11
El Instituto Ben Or es un pastillero de piedra entre un conjunto de pastilleros de piedra de diversa altura, enclavado en uno de los barrios periféricos de la zona de poniente. Un edificio de tres plantas en el centro de una avenida tranquila, próximo al pequeño parque público donde me encuentro, bajo el sol de la tarde, comiendo pan de sésamo y bebiendo café que he comprado en un bar.

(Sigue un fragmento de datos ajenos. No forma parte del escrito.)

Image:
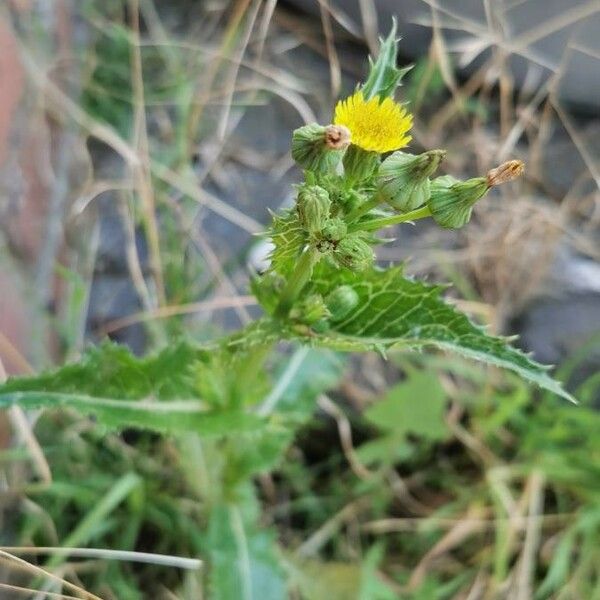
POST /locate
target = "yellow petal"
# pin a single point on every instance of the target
(375, 125)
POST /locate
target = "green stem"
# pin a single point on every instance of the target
(363, 209)
(414, 215)
(298, 279)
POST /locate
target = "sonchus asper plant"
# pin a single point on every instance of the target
(323, 290)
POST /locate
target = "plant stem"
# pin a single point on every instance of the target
(414, 215)
(298, 279)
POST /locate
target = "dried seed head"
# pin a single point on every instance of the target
(337, 137)
(505, 172)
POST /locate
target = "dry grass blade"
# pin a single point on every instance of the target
(345, 433)
(39, 572)
(24, 430)
(28, 593)
(464, 529)
(164, 312)
(335, 71)
(141, 173)
(164, 560)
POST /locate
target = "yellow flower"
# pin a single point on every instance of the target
(375, 125)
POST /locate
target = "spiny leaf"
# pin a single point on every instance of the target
(396, 311)
(165, 417)
(243, 559)
(414, 406)
(289, 238)
(384, 77)
(121, 390)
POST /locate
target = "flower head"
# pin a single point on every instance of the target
(376, 125)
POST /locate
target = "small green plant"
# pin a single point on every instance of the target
(323, 290)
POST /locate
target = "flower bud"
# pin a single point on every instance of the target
(317, 148)
(334, 230)
(313, 207)
(341, 302)
(505, 172)
(403, 179)
(359, 164)
(451, 201)
(310, 310)
(354, 253)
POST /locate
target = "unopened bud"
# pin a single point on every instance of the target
(359, 164)
(334, 230)
(354, 253)
(337, 137)
(313, 207)
(317, 148)
(451, 201)
(403, 179)
(341, 302)
(505, 172)
(310, 310)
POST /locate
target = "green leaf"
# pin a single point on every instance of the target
(384, 77)
(415, 406)
(166, 417)
(121, 390)
(243, 562)
(298, 382)
(394, 311)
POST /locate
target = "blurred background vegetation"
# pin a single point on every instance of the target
(141, 144)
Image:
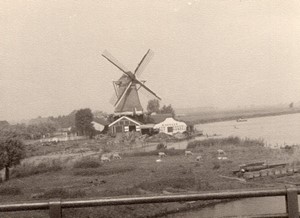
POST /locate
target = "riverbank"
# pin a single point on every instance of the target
(219, 116)
(82, 175)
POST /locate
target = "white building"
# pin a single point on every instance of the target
(171, 126)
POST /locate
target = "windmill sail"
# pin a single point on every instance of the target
(128, 101)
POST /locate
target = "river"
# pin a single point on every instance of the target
(275, 131)
(248, 206)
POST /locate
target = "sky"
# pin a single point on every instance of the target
(207, 53)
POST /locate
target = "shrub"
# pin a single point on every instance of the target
(8, 190)
(216, 165)
(62, 193)
(170, 152)
(103, 171)
(183, 182)
(29, 170)
(87, 163)
(161, 146)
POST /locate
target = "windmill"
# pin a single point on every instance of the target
(127, 100)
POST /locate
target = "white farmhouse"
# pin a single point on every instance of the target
(171, 126)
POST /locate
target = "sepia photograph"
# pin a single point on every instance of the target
(138, 108)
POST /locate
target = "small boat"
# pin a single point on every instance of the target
(241, 120)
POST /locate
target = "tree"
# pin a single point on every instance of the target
(167, 110)
(12, 151)
(153, 106)
(83, 122)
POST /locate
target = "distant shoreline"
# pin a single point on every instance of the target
(196, 118)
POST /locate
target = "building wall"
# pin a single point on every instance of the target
(171, 126)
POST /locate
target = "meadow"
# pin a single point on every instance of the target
(74, 170)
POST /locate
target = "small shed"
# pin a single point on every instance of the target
(124, 124)
(99, 124)
(171, 126)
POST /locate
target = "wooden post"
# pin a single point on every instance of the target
(292, 202)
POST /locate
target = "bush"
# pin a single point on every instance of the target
(87, 163)
(29, 170)
(170, 152)
(8, 190)
(62, 193)
(183, 182)
(216, 165)
(161, 146)
(103, 171)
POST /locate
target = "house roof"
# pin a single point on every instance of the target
(127, 118)
(158, 118)
(101, 121)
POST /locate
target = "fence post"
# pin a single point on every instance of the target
(55, 209)
(292, 202)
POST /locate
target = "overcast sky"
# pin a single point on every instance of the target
(221, 53)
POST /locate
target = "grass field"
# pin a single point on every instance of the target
(81, 175)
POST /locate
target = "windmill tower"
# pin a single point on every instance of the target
(127, 101)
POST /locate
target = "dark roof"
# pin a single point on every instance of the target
(158, 118)
(101, 121)
(124, 117)
(4, 123)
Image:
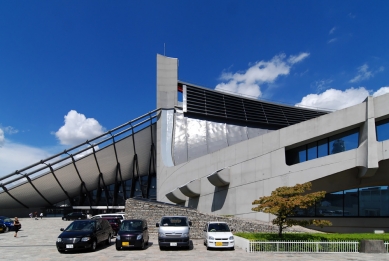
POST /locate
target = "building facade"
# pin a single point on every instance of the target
(218, 152)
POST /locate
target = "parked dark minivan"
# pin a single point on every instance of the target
(133, 233)
(74, 216)
(84, 234)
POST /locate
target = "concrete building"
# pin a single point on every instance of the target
(217, 152)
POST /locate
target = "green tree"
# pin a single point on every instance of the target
(283, 203)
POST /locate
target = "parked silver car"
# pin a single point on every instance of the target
(174, 231)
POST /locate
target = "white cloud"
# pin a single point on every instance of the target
(2, 139)
(14, 156)
(78, 129)
(381, 91)
(249, 82)
(321, 85)
(337, 99)
(363, 74)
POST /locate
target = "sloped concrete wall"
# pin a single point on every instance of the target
(154, 211)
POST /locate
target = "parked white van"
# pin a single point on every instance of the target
(174, 231)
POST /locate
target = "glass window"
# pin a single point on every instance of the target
(351, 202)
(373, 201)
(331, 205)
(312, 151)
(322, 147)
(344, 141)
(296, 155)
(382, 129)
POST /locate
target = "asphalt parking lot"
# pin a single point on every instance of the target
(36, 241)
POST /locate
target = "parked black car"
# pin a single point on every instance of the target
(74, 216)
(84, 234)
(114, 222)
(8, 223)
(133, 233)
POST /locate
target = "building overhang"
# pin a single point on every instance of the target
(220, 178)
(192, 189)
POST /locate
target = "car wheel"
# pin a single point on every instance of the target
(94, 246)
(108, 241)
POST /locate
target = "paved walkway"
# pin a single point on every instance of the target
(36, 241)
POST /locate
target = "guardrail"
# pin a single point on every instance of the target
(304, 246)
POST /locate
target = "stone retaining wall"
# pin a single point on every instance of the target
(153, 211)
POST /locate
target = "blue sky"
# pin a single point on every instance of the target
(70, 70)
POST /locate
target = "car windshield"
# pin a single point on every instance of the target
(76, 226)
(131, 226)
(218, 227)
(174, 222)
(113, 220)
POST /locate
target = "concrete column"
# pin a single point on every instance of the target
(367, 158)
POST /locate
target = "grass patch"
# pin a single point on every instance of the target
(313, 236)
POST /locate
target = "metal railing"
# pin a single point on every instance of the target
(304, 246)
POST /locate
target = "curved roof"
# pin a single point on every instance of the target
(216, 104)
(125, 154)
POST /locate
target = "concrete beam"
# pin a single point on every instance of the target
(192, 189)
(220, 178)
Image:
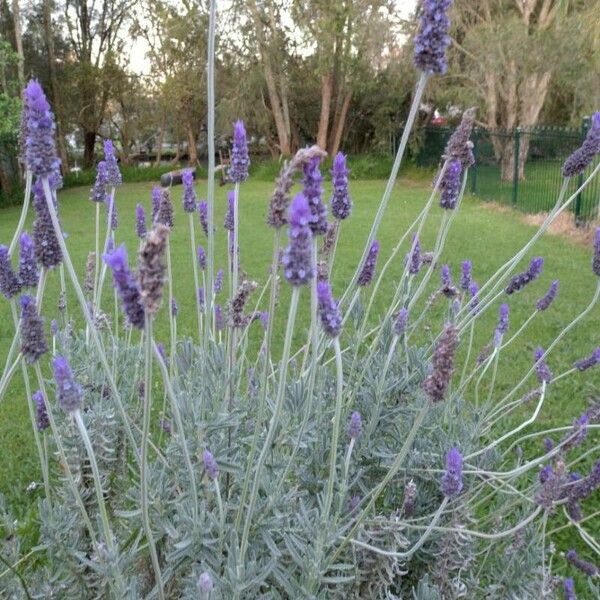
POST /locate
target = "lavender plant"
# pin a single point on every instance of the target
(359, 460)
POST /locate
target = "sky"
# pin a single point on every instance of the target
(138, 47)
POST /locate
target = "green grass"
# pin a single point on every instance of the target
(486, 236)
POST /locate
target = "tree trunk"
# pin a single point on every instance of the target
(192, 150)
(19, 42)
(339, 124)
(89, 144)
(326, 89)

Dentro del edificio, la escalera es oscura y está impregnada de olor a papel viejo (no me han gustado nunca los ascensores y, en veinte años de vida académica, la costumbre de servirme de la escalera en las diferentes instituciones me ha pertrechado para subir montañas) y cada rellano ofrece una vista a través de una ventana enrejada y mugrienta que ofrece una visión de la masa de cipreses del exterior. La biblioteca se encuentra en el tercer piso, está provista de iluminación fluorescente, es utilitaria y está llena a rebosar, un lugar agradablemente familiar para alguien que ve todas las bibliotecas como si fueran su propia casa. Unos cuantos lectores con gafas, unos cuantos estudiantes de religión, levantan fugazmente los ojos cuando paso. La puerta de la oficina está en el fondo y se encuentra abierta.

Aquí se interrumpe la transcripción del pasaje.